Thursday 14 May 2015

The Flash - 'The Trap' and 'Grodd Lives'

The Pipeline continues to be both a minion bank and an ethical puzzle that
no-one seems to want to address.
With the entire team now aware of Wells' identity as the Reverse Flash, it's time for our heroes to set a trap. Their plan, having used lucid dreaming to recover Cisco's memories of the averted timeline, is to recreate his confrontation with Wells, get him to confess to murdering Nora Allen, then lock him in the Pipeline forever.

Of course, nothing is ever that simple.

The episode manages to build up a decent bit of tension. We've already had the heartbreak of watching Cisco die once, and the moment where Wells seemingly steps through the forcefield to kill him is a real panic moment. The revelation of the Reverse Flash's counter-trap and truly sinister level of surveillance is well-executed, and the flashback in which Joe calls for help with the words 'my son is coding' is a truly brilliant Dad moment.

We end the episode with Wells/Eobard Thawne kidnapping his apparent ancestor Eddie, and a chance spark of static electricity revealing to Iris that Barry is the Flash.

How does Grodd hear a supersonic punch coming? I mean... by definition the
Flash is running faster than sound, right? Oh, this is going to bug me.
We thus begin the next episode with Iris pissed at the men in her life for being all overprotective, which is fair. I'm still not buying them as a couple, but the episode does recapture something of the 'best friends' vibe.

The episode isn't 'Barry and Iris's Heart-to-Heart', however, it's 'Grodd Lives'. A series of gold robberies are discovered to have been committed by General Eiling under Grodd's mental control. When the big ape proves able to disable the Flash with telepathic pain, the tech team make him a disruptor, but Grodd also turns out to be a match for Barry in combat, and even defeated is able to make his escape.

These episodes make substantial advances in showing a more tactical Flash, attempting the supersonic punch on Grodd and using a vacuum to put out a fire, although it's not clear how Grodd is able to fight the Flash at the speed he can move. Nonetheless, it is good to see a major villain like Grodd given his due here and not treated as disposable.

The emotional core is supposed to be Barry's reconciliation with Iris and her admission of her feelings for him, but this is sharked from under them by Jesse L Martin's turn as Joe, letting rip and showing real terror when he is captured by Grodd. Joe is a tough guy and rarely shows weakness, but Martin holds nothing back to demonstrate his absolute helplessness in the face of a creature that can out-think him, out-fight him, and even turn his own body against him. It's powerful stuff, and a vulnerability not many action men get to show.

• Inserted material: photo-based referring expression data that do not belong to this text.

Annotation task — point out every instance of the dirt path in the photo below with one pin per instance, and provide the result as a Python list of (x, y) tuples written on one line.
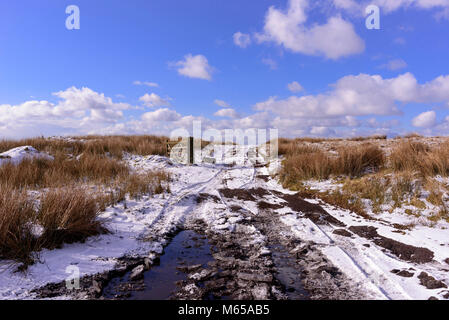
[(262, 242)]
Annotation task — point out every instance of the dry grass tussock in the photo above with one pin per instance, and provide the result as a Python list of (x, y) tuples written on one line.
[(82, 180), (387, 180), (99, 145), (311, 163)]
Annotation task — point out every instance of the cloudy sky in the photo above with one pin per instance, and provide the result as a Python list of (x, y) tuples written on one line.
[(307, 68)]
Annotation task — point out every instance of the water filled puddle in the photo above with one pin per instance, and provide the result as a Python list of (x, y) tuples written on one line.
[(186, 249), (287, 273)]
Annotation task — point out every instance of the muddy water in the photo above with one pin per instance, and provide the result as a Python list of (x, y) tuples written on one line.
[(186, 249), (287, 272)]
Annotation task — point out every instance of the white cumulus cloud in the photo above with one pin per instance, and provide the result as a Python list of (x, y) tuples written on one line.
[(295, 87), (153, 100), (242, 40), (334, 39), (425, 120), (195, 67)]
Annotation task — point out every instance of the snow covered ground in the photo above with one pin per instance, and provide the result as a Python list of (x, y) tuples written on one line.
[(370, 263)]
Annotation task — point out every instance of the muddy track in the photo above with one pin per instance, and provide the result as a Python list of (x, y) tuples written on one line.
[(259, 258), (253, 254)]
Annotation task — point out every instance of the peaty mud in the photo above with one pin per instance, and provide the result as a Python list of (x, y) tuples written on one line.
[(188, 251)]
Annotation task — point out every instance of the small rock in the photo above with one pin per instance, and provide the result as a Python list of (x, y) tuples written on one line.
[(342, 232), (260, 292), (137, 273), (97, 287), (430, 282), (147, 263), (255, 277)]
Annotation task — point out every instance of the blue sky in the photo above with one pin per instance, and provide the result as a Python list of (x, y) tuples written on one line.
[(138, 67)]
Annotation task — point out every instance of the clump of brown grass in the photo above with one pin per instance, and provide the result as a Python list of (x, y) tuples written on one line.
[(304, 163), (407, 156), (296, 168), (67, 216), (419, 157), (353, 161), (43, 173), (16, 216), (100, 145), (152, 182)]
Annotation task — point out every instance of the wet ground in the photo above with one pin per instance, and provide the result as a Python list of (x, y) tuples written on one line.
[(187, 250)]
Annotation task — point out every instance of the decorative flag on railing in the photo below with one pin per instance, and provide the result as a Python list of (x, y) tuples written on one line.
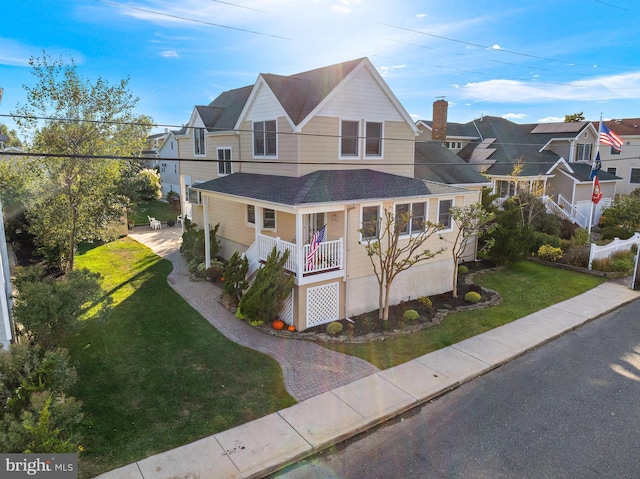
[(596, 196), (597, 164), (608, 137), (316, 239)]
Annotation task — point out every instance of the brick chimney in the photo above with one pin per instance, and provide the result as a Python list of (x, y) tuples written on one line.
[(439, 126)]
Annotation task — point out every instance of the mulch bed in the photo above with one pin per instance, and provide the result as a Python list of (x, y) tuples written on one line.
[(367, 323)]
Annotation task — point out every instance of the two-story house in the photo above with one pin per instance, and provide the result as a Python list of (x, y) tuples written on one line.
[(275, 161), (553, 158)]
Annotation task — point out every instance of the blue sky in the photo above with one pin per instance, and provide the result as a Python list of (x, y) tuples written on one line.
[(526, 61)]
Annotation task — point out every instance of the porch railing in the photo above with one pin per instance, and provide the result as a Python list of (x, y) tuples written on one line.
[(328, 256)]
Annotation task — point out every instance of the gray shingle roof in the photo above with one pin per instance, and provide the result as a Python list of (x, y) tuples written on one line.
[(435, 162), (324, 186)]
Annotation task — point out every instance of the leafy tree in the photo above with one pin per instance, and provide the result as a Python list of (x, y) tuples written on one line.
[(49, 309), (390, 255), (12, 137), (471, 222), (80, 127), (574, 117), (265, 298)]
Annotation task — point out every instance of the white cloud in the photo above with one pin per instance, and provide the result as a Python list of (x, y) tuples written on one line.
[(515, 116), (612, 87)]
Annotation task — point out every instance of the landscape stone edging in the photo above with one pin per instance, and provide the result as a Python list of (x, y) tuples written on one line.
[(494, 299)]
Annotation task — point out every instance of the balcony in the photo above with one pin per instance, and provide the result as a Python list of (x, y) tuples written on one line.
[(328, 257)]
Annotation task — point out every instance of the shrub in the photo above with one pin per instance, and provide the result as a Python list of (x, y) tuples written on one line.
[(549, 253), (334, 328), (235, 274), (272, 286), (472, 297), (410, 315), (425, 301)]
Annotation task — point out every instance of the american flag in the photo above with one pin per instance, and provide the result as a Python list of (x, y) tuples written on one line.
[(316, 239), (608, 137)]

Meanwhile, Reverse Flash is puttering about and getting his master plan to return home ready, all the while mocking Eddie for being 'the only Thawne history forgot,' and taunting him with the 'Iris West-Allen*' byline on his future newspaper. This, coupled with Iris's whole 'Eddie is the man I live with' refusal to talk about her feelings for Barry until Eddie is rescued has me really rooting for 'Detective Pretty Boy' to come out on top in all of this, not least because of Rick Cosnett's superb kicked puppy face, which incredibly gives Grant Gustin and Carlos Valdes** a run for their money.

An important transition over these two episodes was Team Flash letting go of the Harrison Wells that they thought they knew, and whose advice and care had been an invaluable part of their work. Barry reflects on his seeming kindness and apparently genuine desire to help him to help people, while Cisco and Caitlin question their ability to create an effective telepathic dampener without his input. It's a critical growing up moment for them. Reverse Flash himself*** even gets to reflect how much he has enjoyed working with the Flash, despite his absolute loathing of the man Barry is to grow into. His suggestion that his final defeat of the Flash will be some sort of 'reckoning' is intriguing to me, and I wonder what it is that Thawne is trying to avert, and whether his goals are as purely nefarious as they might at first appear.

* West-Allen just sounds like a gentrifying suburb to me.
** Seriously, this series loves it some woobies.
*** Fortunately, he doesn't seem to be going by 'Professor Zoom'.